In contrast, Australia’s global peers are more likely to name the need to develop new business models as the top driver of DX (41 per cent), followed by new technologies (40 per cent).
The Australian focus on customer experience (CX) is also evident in other parts of the report. One quarter (25 per cent) identify it as a top strategic priority to become more customer focused (vs. 16 per cent global average), and almost half of Australian executives see customer engagement, acquisition and retention as a major organisational goal (46 per cent Australia vs. 27 per cent global average).
Globally, only a third of companies consider themselves leaders in CX, suggesting that the potential of data and analytics to help with this process has been under-utilised.
“At the centre of digital transformation is data. By failing to unlock the potential of their own data, organisations are struggling to cater to rapidly evolving customer expectations,” said Nathan McGregor, vice president and general manager, Hitachi Data Systems, Australia and New Zealand.
“The research reveals a number of interesting market nuances. Australia and New Zealand are often considered a testbed for new technologies and ideas, and I’m not surprised to see local businesses aiming for leadership position on CX.”

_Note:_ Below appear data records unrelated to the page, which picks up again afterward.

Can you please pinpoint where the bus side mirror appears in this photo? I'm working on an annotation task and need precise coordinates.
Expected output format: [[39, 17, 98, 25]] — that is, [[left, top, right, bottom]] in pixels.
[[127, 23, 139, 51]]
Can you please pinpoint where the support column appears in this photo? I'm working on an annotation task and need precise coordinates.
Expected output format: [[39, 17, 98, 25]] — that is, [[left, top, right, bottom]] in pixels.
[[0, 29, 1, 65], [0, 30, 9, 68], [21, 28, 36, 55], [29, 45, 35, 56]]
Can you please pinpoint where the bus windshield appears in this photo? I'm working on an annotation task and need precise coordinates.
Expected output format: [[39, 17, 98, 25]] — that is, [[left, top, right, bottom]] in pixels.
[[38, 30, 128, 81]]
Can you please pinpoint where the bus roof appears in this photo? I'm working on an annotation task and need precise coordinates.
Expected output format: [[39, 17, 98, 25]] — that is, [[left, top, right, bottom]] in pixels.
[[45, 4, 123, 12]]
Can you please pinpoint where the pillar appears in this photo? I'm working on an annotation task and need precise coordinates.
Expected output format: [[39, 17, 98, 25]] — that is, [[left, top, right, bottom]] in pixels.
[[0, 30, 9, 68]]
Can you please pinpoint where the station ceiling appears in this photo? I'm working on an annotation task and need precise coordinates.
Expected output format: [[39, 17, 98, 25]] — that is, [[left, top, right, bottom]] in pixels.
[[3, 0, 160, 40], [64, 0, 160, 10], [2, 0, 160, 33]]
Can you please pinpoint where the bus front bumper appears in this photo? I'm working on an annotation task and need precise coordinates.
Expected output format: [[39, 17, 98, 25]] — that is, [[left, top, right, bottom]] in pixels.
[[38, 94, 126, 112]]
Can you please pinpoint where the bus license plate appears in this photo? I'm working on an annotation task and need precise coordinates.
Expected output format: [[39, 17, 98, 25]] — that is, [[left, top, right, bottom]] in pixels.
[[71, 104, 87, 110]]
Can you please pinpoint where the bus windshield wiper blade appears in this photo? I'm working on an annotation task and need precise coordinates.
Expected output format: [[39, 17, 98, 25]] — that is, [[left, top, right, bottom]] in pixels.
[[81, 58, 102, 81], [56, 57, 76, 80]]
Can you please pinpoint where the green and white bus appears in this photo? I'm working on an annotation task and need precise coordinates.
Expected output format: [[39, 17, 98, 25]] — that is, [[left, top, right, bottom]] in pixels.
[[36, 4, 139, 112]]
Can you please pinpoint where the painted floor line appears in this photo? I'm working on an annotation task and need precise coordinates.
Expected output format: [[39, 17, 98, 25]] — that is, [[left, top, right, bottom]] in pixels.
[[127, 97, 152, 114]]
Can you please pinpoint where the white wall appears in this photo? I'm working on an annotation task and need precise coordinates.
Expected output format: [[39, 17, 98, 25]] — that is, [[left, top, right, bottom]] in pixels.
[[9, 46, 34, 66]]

While the research suggests that half of the executives surveyed around the world believe the next two years will be critical for their organisations in order to make the transition to digital transformation, there are issues companies still grapple with and must resolve:
• Untapped potential of data and analytics. While less than half of companies globally (44 per cent) see themselves as advanced or leaders in data and analytics, a vast majority (91 per cent) have already seen revenue increases due to the use of data and analytics.
• An enterprise-wide approach to DX needs to be adopted.
Currently, cross-functional teams are not involved enough in developing (40 per cent) or implementing (35 per cent) strategy, with the bulk of this work done by IT (50 per cent and 54 per cent respectively).
IT is the function considered the most prepared for digital transformation (53 per cent), while other functions lag with just over a third of survey respondents deeming them ready.
• Companies must learn how best to marry technology with human resources. Technology cuts both ways. It is seen as the biggest challenge (29 per cent) and the top contributor to a successful digital transformation (56 per cent).
People are on top of the list when it comes to how to deal with challenges of DX.
New hires come first (57 per cent), followed by internal training (54 per cent).
For technology to contribute, people (defined as talent and capabilities), need to be viewed as contributors to success.
“Digital transformation is now essential for corporate survival,” said Bruce Rogers, chief insights officer at Forbes Media.
“And it’s more about people and culture—about change management—along with investing in the technology.”